Lire plus : Baisse inquiétante de la production d’agrumes au Maroc

L’impact est particulièrement sévère car de nombreuses exploitations sont restées immergées durant de longues périodes. Dans le Souss, le calendrier des précipitations a été défavorable : arrivées sur des fruits déjà matures, les pluies ont eu un effet négatif immédiat sur la récolte de cette saison.

« La filière des agrumes est en crise structurelle en raison de problèmes de rendement. C’est aussi une filière où les effets des pluies mettront longtemps à se faire sentir, peut-être des années », souligne un exploitant interrogé par la même source.

L’épuisement des nappes phréatiques empêche une récupération rapide, et le processus de replantation des vergers arrachés durant les années de sécheresse sera long. En pépinière, l’activité ralentit faute de nouvelles commandes. Par ailleurs, les perturbations portuaires liées au climat ont freiné les expéditions en début d’année, aggravant les difficultés logistiques d’un secteur déjà fragilisé.

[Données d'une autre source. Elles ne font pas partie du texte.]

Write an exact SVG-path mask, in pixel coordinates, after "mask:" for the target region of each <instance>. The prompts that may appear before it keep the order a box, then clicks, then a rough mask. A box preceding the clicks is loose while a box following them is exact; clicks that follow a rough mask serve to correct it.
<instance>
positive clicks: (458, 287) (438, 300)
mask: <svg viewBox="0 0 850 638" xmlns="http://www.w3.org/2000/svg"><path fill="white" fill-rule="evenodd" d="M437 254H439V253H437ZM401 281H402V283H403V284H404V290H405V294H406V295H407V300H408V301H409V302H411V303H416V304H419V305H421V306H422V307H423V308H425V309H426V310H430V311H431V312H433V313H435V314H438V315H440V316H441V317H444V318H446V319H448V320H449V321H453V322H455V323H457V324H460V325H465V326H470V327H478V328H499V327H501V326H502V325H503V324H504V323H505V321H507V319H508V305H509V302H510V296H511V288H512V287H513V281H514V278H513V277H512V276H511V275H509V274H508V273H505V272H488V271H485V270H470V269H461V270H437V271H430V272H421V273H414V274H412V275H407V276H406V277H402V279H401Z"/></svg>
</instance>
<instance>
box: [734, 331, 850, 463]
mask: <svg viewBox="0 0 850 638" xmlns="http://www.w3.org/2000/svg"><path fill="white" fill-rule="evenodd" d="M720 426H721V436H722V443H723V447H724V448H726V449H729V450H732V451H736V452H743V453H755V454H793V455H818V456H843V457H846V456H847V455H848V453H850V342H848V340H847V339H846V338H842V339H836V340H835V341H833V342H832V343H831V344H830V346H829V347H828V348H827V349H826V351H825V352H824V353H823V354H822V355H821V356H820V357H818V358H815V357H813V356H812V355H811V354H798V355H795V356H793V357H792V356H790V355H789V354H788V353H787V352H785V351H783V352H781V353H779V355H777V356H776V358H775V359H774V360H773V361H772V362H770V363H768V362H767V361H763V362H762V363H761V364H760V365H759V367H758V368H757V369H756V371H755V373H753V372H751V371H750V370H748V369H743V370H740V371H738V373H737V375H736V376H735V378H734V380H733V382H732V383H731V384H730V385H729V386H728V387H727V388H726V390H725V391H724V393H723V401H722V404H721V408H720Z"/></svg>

Lire plus : L’export d’oranges marocaines menacé

Malgré l’ampleur des dégâts matériels, les producteurs saluent la mobilisation des services de l’État. L’efficacité des opérations de secours menées par les Forces armées royales, la gendarmerie et la protection civile a permis de soutenir les populations locales dans les zones les plus durement touchées par les inondations.